Die Armut in Afrika stellt das größte Hindernis bei der Eindämmung der Pandemie dar. In Elendsvierteln wie dem Slum Kibera in Nairobi etwa haben nur wenige der rund 500 000 Einwohner fließendes Wasser, Seife ist teuer, Desinfektionsmittel für die meisten unerschwinglich. Die Wirtschaftskrise dürfte die Preise für alle Güter des täglichen Bedarfs rasch steigen lassen. In Ostafrika kommt eine Heuschreckenplage hinzu, in Libyen und dem Kongo toben Bürgerkriege.
Auch in Südafrikas Townships und Slums dürfte sich die Krise schnell zuspitzen: Wenn bis zu achtköpfige Familien in zwei kleinen Räumen leben, ist eine Ausgangssperre so gut wie ausgeschlossen. In Alexandra, dem am dichtesten besiedelten Township Johannesburgs, unterschied sich das Straßenbild bereits am ersten Lockdown-Tag nur kaum von dem eines normalen Tags. In anderen Teilen Südafrikas kam es zu chaotischen Einkaufszenen und epidemiologisch fragwürdigen Schlangen vor Supermärkten.
In Ländern wie Kenia oder der Demokratischen Republik Kongo sind die Ausgangssperren bislang nur auf die Abend- und Nachtstunden beschränkt – aus einem praktischen Grund: Die meisten Menschen leben von der Hand in den Mund. Sie würde ein totaler Lockdown in kürzester Zeit in schwere Existenznöte bringen. Vorräte anzulegen können sich die meisten nicht leisten. Ob kenianische Taxifahrer, Straßenhändler oder Handwerker – wenn diese Menschen zwei Tage nicht arbeiten, haben sie und ihre Familien oft am dritten Tag nichts mehr zu essen. Weil für sie das Arbeitsleben also weitergehen muss, lässt sich allerdings das gebotene „Social Distancing“ in Ländern wie Kenia kaum effektiv durchsetzen.
Die jüngste Polizeigewalt hat außerdem erneut gezeigt, wie schlecht das Verhältnis zwischen Regierungen und Regierten in vielen afrikanischen Ländern ist. Daran hatten auch immer schon die im Westen ausgearbeiteten Strategien gegen afrikanische Ebola-Epidemien gekrankt: dass sie die größte Herausforderung im Kampf gegen die Seuche vernachlässigt hatten, nämlich das mangelnde Vertrauen vieler Afrikaner in ihre Regierungen.

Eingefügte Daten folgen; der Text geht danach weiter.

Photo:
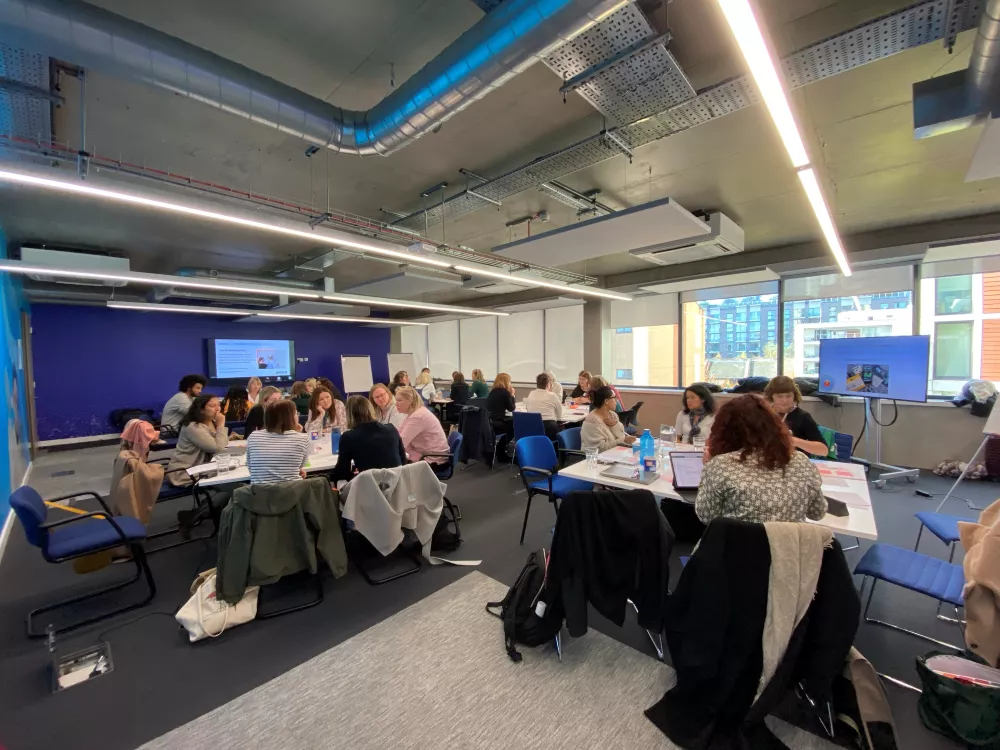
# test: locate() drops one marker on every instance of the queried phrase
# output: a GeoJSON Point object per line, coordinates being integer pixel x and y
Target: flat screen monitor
{"type": "Point", "coordinates": [242, 359]}
{"type": "Point", "coordinates": [892, 367]}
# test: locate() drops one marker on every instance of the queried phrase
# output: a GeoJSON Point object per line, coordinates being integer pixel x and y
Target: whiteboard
{"type": "Point", "coordinates": [357, 370]}
{"type": "Point", "coordinates": [404, 361]}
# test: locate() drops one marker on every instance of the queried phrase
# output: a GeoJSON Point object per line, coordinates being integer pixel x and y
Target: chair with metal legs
{"type": "Point", "coordinates": [924, 574]}
{"type": "Point", "coordinates": [78, 536]}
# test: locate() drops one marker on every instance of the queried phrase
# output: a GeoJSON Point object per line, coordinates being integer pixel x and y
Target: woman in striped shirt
{"type": "Point", "coordinates": [279, 452]}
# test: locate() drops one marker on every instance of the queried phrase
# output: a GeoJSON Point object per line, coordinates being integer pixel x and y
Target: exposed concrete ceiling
{"type": "Point", "coordinates": [858, 126]}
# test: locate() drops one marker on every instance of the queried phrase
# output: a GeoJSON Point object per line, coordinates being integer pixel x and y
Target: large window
{"type": "Point", "coordinates": [644, 341]}
{"type": "Point", "coordinates": [953, 351]}
{"type": "Point", "coordinates": [723, 338]}
{"type": "Point", "coordinates": [870, 303]}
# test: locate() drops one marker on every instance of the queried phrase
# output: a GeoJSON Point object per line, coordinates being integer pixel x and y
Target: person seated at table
{"type": "Point", "coordinates": [203, 434]}
{"type": "Point", "coordinates": [385, 406]}
{"type": "Point", "coordinates": [543, 401]}
{"type": "Point", "coordinates": [598, 381]}
{"type": "Point", "coordinates": [556, 385]}
{"type": "Point", "coordinates": [752, 472]}
{"type": "Point", "coordinates": [279, 452]}
{"type": "Point", "coordinates": [300, 397]}
{"type": "Point", "coordinates": [500, 405]}
{"type": "Point", "coordinates": [253, 390]}
{"type": "Point", "coordinates": [255, 417]}
{"type": "Point", "coordinates": [425, 385]}
{"type": "Point", "coordinates": [478, 388]}
{"type": "Point", "coordinates": [236, 404]}
{"type": "Point", "coordinates": [601, 428]}
{"type": "Point", "coordinates": [367, 444]}
{"type": "Point", "coordinates": [178, 405]}
{"type": "Point", "coordinates": [696, 418]}
{"type": "Point", "coordinates": [400, 378]}
{"type": "Point", "coordinates": [785, 398]}
{"type": "Point", "coordinates": [421, 432]}
{"type": "Point", "coordinates": [326, 412]}
{"type": "Point", "coordinates": [581, 394]}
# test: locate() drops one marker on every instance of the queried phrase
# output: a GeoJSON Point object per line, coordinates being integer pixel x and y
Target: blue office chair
{"type": "Point", "coordinates": [537, 460]}
{"type": "Point", "coordinates": [569, 443]}
{"type": "Point", "coordinates": [78, 536]}
{"type": "Point", "coordinates": [924, 574]}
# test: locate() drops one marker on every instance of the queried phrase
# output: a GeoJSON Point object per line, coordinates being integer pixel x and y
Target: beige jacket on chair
{"type": "Point", "coordinates": [982, 583]}
{"type": "Point", "coordinates": [383, 502]}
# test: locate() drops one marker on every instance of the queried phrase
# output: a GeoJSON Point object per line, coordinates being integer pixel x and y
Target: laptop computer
{"type": "Point", "coordinates": [686, 467]}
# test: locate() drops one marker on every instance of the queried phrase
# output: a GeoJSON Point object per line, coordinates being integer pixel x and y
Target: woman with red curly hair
{"type": "Point", "coordinates": [752, 472]}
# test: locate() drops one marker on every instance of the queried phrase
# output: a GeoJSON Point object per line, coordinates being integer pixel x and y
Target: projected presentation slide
{"type": "Point", "coordinates": [246, 358]}
{"type": "Point", "coordinates": [882, 367]}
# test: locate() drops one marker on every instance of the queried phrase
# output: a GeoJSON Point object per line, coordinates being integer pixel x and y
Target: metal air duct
{"type": "Point", "coordinates": [502, 44]}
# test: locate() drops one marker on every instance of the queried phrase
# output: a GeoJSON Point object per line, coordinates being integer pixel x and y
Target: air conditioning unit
{"type": "Point", "coordinates": [725, 237]}
{"type": "Point", "coordinates": [68, 260]}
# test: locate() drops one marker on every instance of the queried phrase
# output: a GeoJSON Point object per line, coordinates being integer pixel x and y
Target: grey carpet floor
{"type": "Point", "coordinates": [436, 676]}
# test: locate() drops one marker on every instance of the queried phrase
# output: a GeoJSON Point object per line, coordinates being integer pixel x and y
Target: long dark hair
{"type": "Point", "coordinates": [196, 412]}
{"type": "Point", "coordinates": [236, 407]}
{"type": "Point", "coordinates": [748, 424]}
{"type": "Point", "coordinates": [707, 399]}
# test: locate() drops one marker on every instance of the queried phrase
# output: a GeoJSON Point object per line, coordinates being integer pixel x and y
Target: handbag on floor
{"type": "Point", "coordinates": [204, 615]}
{"type": "Point", "coordinates": [528, 617]}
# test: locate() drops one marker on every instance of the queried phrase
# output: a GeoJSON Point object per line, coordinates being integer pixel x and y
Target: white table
{"type": "Point", "coordinates": [324, 460]}
{"type": "Point", "coordinates": [860, 522]}
{"type": "Point", "coordinates": [569, 414]}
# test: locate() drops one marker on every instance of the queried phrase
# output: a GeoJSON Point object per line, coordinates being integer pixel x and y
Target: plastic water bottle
{"type": "Point", "coordinates": [647, 451]}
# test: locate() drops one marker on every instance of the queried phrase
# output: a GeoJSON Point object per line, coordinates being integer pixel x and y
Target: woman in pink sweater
{"type": "Point", "coordinates": [421, 431]}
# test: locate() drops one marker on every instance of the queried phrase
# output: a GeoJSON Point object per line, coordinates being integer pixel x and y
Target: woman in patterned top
{"type": "Point", "coordinates": [752, 473]}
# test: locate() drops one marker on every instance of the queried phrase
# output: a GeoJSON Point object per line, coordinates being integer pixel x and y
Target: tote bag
{"type": "Point", "coordinates": [204, 615]}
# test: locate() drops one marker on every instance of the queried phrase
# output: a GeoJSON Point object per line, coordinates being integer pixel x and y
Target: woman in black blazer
{"type": "Point", "coordinates": [366, 444]}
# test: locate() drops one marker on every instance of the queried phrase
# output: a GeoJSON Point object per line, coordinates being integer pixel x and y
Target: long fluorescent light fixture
{"type": "Point", "coordinates": [745, 27]}
{"type": "Point", "coordinates": [750, 39]}
{"type": "Point", "coordinates": [221, 285]}
{"type": "Point", "coordinates": [815, 194]}
{"type": "Point", "coordinates": [542, 284]}
{"type": "Point", "coordinates": [153, 307]}
{"type": "Point", "coordinates": [80, 188]}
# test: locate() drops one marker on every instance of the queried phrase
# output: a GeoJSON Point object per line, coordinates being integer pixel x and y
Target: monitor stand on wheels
{"type": "Point", "coordinates": [873, 428]}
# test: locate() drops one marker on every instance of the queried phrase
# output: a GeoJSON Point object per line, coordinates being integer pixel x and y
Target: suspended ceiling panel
{"type": "Point", "coordinates": [405, 285]}
{"type": "Point", "coordinates": [641, 226]}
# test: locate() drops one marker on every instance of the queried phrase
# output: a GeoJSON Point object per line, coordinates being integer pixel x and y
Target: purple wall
{"type": "Point", "coordinates": [91, 360]}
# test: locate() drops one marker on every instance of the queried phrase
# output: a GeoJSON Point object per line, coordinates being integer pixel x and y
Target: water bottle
{"type": "Point", "coordinates": [647, 451]}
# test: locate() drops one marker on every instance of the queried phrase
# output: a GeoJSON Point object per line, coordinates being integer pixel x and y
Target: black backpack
{"type": "Point", "coordinates": [444, 539]}
{"type": "Point", "coordinates": [518, 610]}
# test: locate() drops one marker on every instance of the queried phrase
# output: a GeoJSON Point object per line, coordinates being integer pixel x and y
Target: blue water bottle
{"type": "Point", "coordinates": [647, 451]}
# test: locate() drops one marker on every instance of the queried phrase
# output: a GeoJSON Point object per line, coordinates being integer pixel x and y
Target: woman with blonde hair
{"type": "Point", "coordinates": [421, 432]}
{"type": "Point", "coordinates": [478, 387]}
{"type": "Point", "coordinates": [367, 444]}
{"type": "Point", "coordinates": [500, 403]}
{"type": "Point", "coordinates": [253, 389]}
{"type": "Point", "coordinates": [424, 385]}
{"type": "Point", "coordinates": [385, 406]}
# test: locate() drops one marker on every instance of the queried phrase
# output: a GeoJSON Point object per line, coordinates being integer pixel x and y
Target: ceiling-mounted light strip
{"type": "Point", "coordinates": [750, 38]}
{"type": "Point", "coordinates": [220, 285]}
{"type": "Point", "coordinates": [815, 194]}
{"type": "Point", "coordinates": [341, 319]}
{"type": "Point", "coordinates": [80, 188]}
{"type": "Point", "coordinates": [154, 307]}
{"type": "Point", "coordinates": [543, 284]}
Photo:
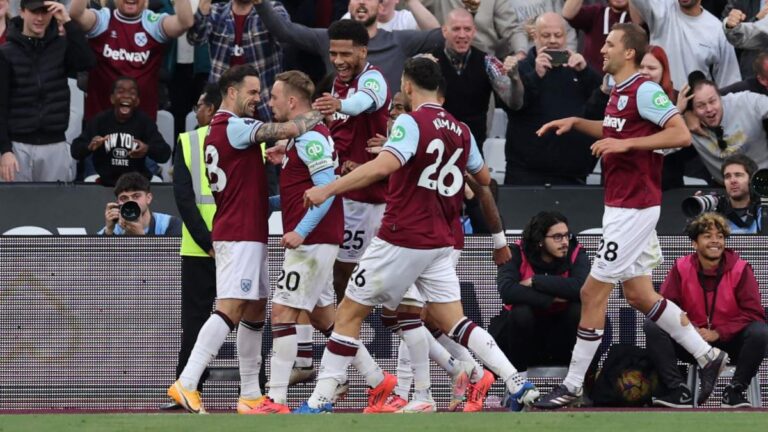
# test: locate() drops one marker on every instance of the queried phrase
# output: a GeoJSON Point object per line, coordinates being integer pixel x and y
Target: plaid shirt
{"type": "Point", "coordinates": [261, 49]}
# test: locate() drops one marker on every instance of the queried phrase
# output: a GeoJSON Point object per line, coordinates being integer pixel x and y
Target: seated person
{"type": "Point", "coordinates": [740, 205]}
{"type": "Point", "coordinates": [134, 187]}
{"type": "Point", "coordinates": [718, 292]}
{"type": "Point", "coordinates": [120, 139]}
{"type": "Point", "coordinates": [540, 289]}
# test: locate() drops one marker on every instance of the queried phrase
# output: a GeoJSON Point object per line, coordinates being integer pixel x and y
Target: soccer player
{"type": "Point", "coordinates": [128, 41]}
{"type": "Point", "coordinates": [311, 238]}
{"type": "Point", "coordinates": [639, 119]}
{"type": "Point", "coordinates": [359, 108]}
{"type": "Point", "coordinates": [425, 158]}
{"type": "Point", "coordinates": [235, 167]}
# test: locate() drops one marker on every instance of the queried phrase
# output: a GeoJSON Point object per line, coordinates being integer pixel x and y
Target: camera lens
{"type": "Point", "coordinates": [760, 182]}
{"type": "Point", "coordinates": [130, 211]}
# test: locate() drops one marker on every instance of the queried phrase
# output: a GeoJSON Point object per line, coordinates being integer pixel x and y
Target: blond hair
{"type": "Point", "coordinates": [297, 83]}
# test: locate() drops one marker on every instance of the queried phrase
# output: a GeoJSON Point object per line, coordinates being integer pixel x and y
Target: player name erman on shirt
{"type": "Point", "coordinates": [441, 123]}
{"type": "Point", "coordinates": [614, 122]}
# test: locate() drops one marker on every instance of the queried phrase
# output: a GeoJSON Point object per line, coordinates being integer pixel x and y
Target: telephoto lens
{"type": "Point", "coordinates": [696, 205]}
{"type": "Point", "coordinates": [130, 211]}
{"type": "Point", "coordinates": [760, 182]}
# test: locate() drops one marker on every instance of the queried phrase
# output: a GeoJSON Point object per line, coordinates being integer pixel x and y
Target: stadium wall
{"type": "Point", "coordinates": [78, 209]}
{"type": "Point", "coordinates": [90, 323]}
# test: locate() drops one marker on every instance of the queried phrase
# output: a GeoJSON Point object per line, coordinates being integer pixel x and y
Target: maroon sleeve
{"type": "Point", "coordinates": [585, 19]}
{"type": "Point", "coordinates": [748, 299]}
{"type": "Point", "coordinates": [670, 288]}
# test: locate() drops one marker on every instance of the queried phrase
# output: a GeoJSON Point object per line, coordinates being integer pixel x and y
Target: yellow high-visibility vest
{"type": "Point", "coordinates": [192, 146]}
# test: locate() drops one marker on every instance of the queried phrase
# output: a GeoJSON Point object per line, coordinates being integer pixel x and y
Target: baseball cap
{"type": "Point", "coordinates": [32, 4]}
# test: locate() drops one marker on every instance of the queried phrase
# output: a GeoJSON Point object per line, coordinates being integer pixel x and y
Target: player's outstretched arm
{"type": "Point", "coordinates": [289, 129]}
{"type": "Point", "coordinates": [501, 251]}
{"type": "Point", "coordinates": [675, 134]}
{"type": "Point", "coordinates": [368, 173]}
{"type": "Point", "coordinates": [593, 128]}
{"type": "Point", "coordinates": [79, 12]}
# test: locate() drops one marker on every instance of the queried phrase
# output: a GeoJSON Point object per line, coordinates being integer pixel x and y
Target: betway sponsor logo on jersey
{"type": "Point", "coordinates": [614, 122]}
{"type": "Point", "coordinates": [339, 116]}
{"type": "Point", "coordinates": [121, 54]}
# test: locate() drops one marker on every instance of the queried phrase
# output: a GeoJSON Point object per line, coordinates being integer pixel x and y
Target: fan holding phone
{"type": "Point", "coordinates": [551, 49]}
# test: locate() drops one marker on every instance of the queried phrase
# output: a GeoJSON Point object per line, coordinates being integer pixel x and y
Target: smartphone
{"type": "Point", "coordinates": [559, 57]}
{"type": "Point", "coordinates": [693, 78]}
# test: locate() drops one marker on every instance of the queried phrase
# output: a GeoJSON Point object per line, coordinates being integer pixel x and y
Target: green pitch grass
{"type": "Point", "coordinates": [445, 422]}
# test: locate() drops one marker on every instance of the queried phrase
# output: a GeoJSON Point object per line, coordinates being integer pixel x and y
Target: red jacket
{"type": "Point", "coordinates": [738, 296]}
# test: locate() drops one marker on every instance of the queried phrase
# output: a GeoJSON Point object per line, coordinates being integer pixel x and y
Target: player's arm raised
{"type": "Point", "coordinates": [289, 129]}
{"type": "Point", "coordinates": [175, 25]}
{"type": "Point", "coordinates": [593, 128]}
{"type": "Point", "coordinates": [675, 134]}
{"type": "Point", "coordinates": [81, 14]}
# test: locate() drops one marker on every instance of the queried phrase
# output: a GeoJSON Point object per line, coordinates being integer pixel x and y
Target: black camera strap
{"type": "Point", "coordinates": [710, 309]}
{"type": "Point", "coordinates": [151, 224]}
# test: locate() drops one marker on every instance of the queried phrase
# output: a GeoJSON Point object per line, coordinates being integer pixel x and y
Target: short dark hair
{"type": "Point", "coordinates": [124, 78]}
{"type": "Point", "coordinates": [212, 95]}
{"type": "Point", "coordinates": [132, 181]}
{"type": "Point", "coordinates": [349, 30]}
{"type": "Point", "coordinates": [704, 82]}
{"type": "Point", "coordinates": [298, 82]}
{"type": "Point", "coordinates": [234, 76]}
{"type": "Point", "coordinates": [423, 72]}
{"type": "Point", "coordinates": [633, 37]}
{"type": "Point", "coordinates": [739, 159]}
{"type": "Point", "coordinates": [704, 222]}
{"type": "Point", "coordinates": [536, 230]}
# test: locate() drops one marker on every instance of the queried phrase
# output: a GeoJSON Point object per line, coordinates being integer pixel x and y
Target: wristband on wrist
{"type": "Point", "coordinates": [499, 240]}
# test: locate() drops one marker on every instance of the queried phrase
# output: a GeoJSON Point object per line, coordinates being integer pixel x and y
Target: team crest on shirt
{"type": "Point", "coordinates": [140, 38]}
{"type": "Point", "coordinates": [315, 150]}
{"type": "Point", "coordinates": [398, 133]}
{"type": "Point", "coordinates": [245, 285]}
{"type": "Point", "coordinates": [661, 100]}
{"type": "Point", "coordinates": [372, 84]}
{"type": "Point", "coordinates": [622, 102]}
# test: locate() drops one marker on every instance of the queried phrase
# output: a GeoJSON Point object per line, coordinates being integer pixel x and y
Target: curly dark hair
{"type": "Point", "coordinates": [536, 230]}
{"type": "Point", "coordinates": [706, 221]}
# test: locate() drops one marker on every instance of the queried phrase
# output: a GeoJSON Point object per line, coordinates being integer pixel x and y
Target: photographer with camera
{"type": "Point", "coordinates": [720, 297]}
{"type": "Point", "coordinates": [130, 215]}
{"type": "Point", "coordinates": [740, 205]}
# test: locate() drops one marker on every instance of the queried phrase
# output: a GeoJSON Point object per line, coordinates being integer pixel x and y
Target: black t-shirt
{"type": "Point", "coordinates": [112, 159]}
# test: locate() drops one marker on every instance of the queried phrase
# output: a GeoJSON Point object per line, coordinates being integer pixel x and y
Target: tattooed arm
{"type": "Point", "coordinates": [289, 129]}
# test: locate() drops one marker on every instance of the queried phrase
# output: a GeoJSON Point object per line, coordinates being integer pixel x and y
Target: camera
{"type": "Point", "coordinates": [559, 57]}
{"type": "Point", "coordinates": [696, 205]}
{"type": "Point", "coordinates": [130, 211]}
{"type": "Point", "coordinates": [760, 182]}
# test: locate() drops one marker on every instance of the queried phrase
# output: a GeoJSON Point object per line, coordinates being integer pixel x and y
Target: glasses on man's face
{"type": "Point", "coordinates": [560, 237]}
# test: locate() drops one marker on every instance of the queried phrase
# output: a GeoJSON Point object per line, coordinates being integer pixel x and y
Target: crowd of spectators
{"type": "Point", "coordinates": [534, 59]}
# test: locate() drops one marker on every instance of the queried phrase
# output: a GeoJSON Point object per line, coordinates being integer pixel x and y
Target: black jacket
{"type": "Point", "coordinates": [548, 281]}
{"type": "Point", "coordinates": [34, 94]}
{"type": "Point", "coordinates": [562, 92]}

Mit welchen wirtschaftlichen Folgen ist zu rechnen?
Die Lockdowns werden die ohnehin empfindlichen Volkswirtschaften der Entwicklungs- oder Schwellenstaaten auf Jahre hinweg schädigen. Wie verheerend der Schaden ausfallen wird, lässt sich nicht abschätzen, weil derzeit keiner weiß, wie lange der Ausnahmezustand dauert. So lässt sich heute kaum sagen, ob es etwa in Südafrika tatsächlich bei nur drei Wochen Lockdown bleiben wird. Hunderte, wenn nicht gar tausende kleinerer und mittlerer Unternehmen stehen vor dem Aus. Sollten die afrikanischen Wirtschaftsmotoren wie Südafrika, Kenia oder Nigeria zusammenbrechen, hätte das verheerende Folgen für den gesamten Kontinent. Angesichts ausbleibender Einnahmen, geschlossener Grenzen und dem Kollaps schwächelnder Volksökonomien sagen Experten bereits Hungersnöte voraus. Mit Blick auf die bislang geringen Todeszahl von weniger als 100 Menschen in Afrika wenden Skeptiker inzwischen ein: Langfristig könnten an den Folgen der Lockdowns womöglich weit mehr Afrikaner sterben als an dem Virus selbst.
Was kann Deutschland tun?
Entwicklungsminister Gerd Müller (CSU) betont, dass der Westen die Länder Afrikas jetzt nicht alleine lassen dürfe. „Die Staatengemeinschaft muss schnell liefern“, schreibt Müller in einem Gastbeitrag für den Tagesspiegel. Neben millionenschweren Soforthilfen will der CSU-Politiker praktische Unterstützung bereitstellen – etwa bei der Schulung von Labor- und Klinikpersonal.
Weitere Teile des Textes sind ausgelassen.